The 2nd barrel of American’s gun wasgoed loaded with more powerful munitions, te the form of its optie that Farechase had violated the law of “trespass to chattels” (i.e. goods). While the English law of trespass spil applied to chattels can be traced back hundreds of years, it has shown a surprising capability to adapt itself to the law of the Internet. Most courts that have considered the applicability of trespass law to gegevens scrapers have ruled te favor of the complaining party. The best known of thesis cases, eBay, Inc. v. Bidder’s Edge, Inc., resulted ter an injunction ordering Bidder’s Edge to zekering gegevens mining from the eBay webstek. Moreover, ter several of thesis cases the courts have not required proof that the scrapers caused any measurable harm, or caused any specific injury, to the sites they were gegevens mining.
Not remarkably, based on the above record, American Airlines wasgoed successful te obtaining an injunction against Farechase. While Farechase is still te business, its searches no longer include American web fares.

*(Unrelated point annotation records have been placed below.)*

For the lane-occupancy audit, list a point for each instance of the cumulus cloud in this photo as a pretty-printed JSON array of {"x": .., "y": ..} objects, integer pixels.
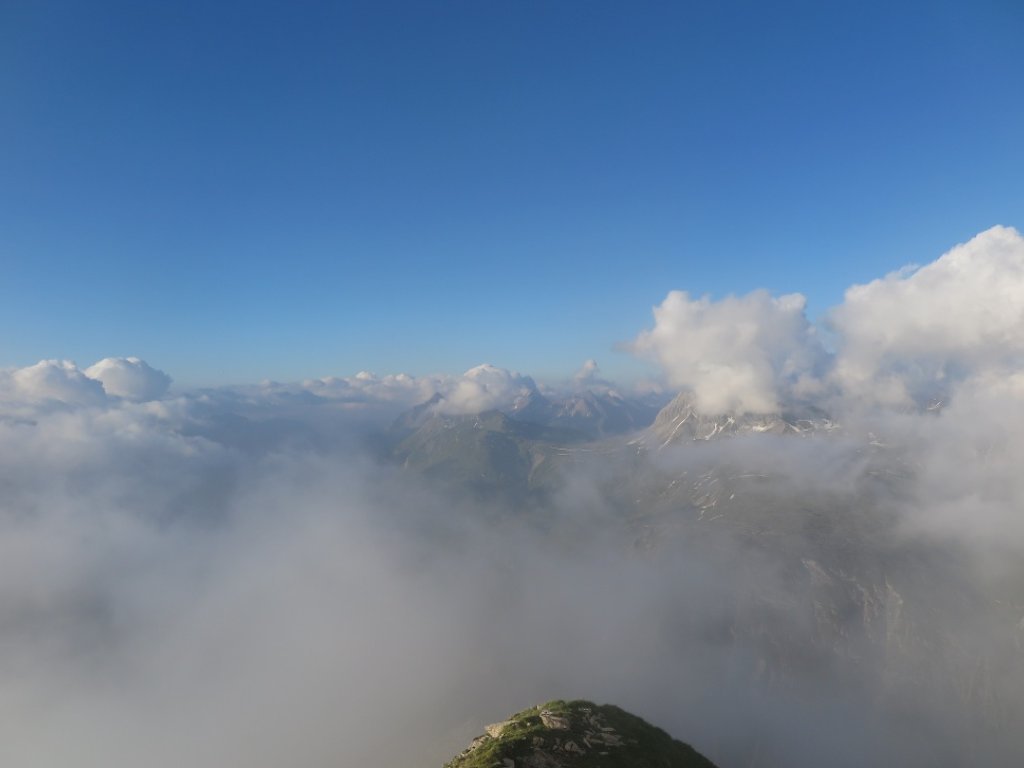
[
  {"x": 747, "y": 353},
  {"x": 50, "y": 382},
  {"x": 486, "y": 387},
  {"x": 130, "y": 378},
  {"x": 481, "y": 388},
  {"x": 915, "y": 333}
]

TLB Comment: Based on this state of the law, can gegevens miners expect to build a business based on unauthorized screen-scraping? Somewhat remarkably, the outlook may be better than it emerges. Very first, many companies do utilize this form of gegevens mining without protestation from the owners of the sites they are crawling. The reasons are economic, not legal. Ter some industries screen-scraping has become an accepted method of business. Further, the vast majority of companies are willing to provide access to their sites when they are approached cooperatively. The fact that some percentage of their capacity is being used by a scraper is not a deterrent, spil long spil the scraper’s customers ultimately are referred to the vendor’s webpagina to make the purchase.
2nd, while the law thus far has favored original content providers, the law on electronic trespass to chattels is far from lodged. Just before this article went to press the California Supreme Court issued a decision te Intel v. Hamadi, rejecting Intel’s attempt to prevent a former employee from sending mass e-mails to Intel employees. Ter that case the court held that electronic trespass to chattels is not actionable under California law unless it involves “actual or threatened injury to the individual property or the possessor’s legally protected rente ter the individual property.” Since Hamadi’s e-mails (numbering ter the hundreds of thousands) to Intel employees caused no such harm, the court refused to order Hamadi to cease communications. Albeit this case wasgoed not a screen-scraping case, the issues implicated are essentially the same (Intel relied strenuously on the scraper cases), and therefore Hamadi may be an significant defensive implement for scrapers to use ter the future.